Thanks to the quick actions of his neighbour, Stephen was transferred to Royal North Shore Hospital for acute care. Here he was diagnosed with a C4 ASIA C spinal cord injury meaning he has partial motor and sensory paralysis of his upper limbs, trunk and lower limbs. After medical stabilisation Stephen was admitted to Royal Rehab’s Spinal Injury Unit for ongoing rehabilitation.
The multidisciplinary team of health professionals developed a goal-based rehab program designed to help Stephen increase his independence and adapt to his changed abilities.
“I wanted to walk, to increase my independence in feeding, and get back to the farm and mechanical workshop which I have run with my wife for over thirty years.”

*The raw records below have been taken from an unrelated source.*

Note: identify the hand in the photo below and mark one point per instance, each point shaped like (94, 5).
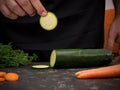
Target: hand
(114, 36)
(12, 9)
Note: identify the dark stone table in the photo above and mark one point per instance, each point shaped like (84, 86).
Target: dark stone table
(55, 79)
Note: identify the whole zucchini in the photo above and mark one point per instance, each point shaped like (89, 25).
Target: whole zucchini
(75, 58)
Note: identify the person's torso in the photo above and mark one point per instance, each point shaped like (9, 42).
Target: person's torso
(80, 25)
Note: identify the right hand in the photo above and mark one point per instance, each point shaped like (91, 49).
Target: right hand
(12, 9)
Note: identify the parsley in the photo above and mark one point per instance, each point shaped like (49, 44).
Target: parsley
(14, 58)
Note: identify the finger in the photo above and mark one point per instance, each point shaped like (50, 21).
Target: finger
(39, 7)
(7, 13)
(15, 8)
(111, 39)
(27, 6)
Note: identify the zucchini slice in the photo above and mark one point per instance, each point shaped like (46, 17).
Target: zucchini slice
(40, 66)
(75, 58)
(49, 22)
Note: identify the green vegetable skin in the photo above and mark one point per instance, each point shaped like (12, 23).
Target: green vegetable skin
(14, 58)
(75, 58)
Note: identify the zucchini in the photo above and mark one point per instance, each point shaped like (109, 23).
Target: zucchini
(75, 58)
(49, 22)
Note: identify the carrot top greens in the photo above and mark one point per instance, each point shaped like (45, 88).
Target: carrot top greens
(10, 57)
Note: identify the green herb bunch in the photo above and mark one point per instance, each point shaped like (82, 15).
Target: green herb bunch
(14, 58)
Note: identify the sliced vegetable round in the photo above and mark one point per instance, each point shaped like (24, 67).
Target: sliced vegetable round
(49, 22)
(40, 66)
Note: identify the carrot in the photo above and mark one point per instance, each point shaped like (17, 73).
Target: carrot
(2, 74)
(11, 77)
(2, 79)
(102, 72)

Daily Occupational therapy progressed from upper limb strengthening exercises to focus on self-care tasks. Through physiotherapy, Stephen is now able to walk independently for short distances.
“The staff are exceptional. They spent untold hours working with me. It was intense, but I felt supported the whole way.”
Part of Stephen’s rehabilitation journey involved exploring returning to work through In-Voc, a vocational support service operated by Royal Rehab.
“As work played a significant part in Stephen’s life pre-injury, we explored ways that he could stay connected and a customer service role in the mechanic workshop was identified as a realistic option,” explained Jane Allen, In-Voc Vocational Counsellor.
In-Voc facilitated a submission to the Job Access Employee Assistance Fund (EAF) scheme which is set to conduct a workplace assessment with a view to providing access to adaptive equipment.
“I feel physically and mentally ready to return to the farm and the workshop. It’s been a long journey, but I am thrilled with my progress,” said Stephen.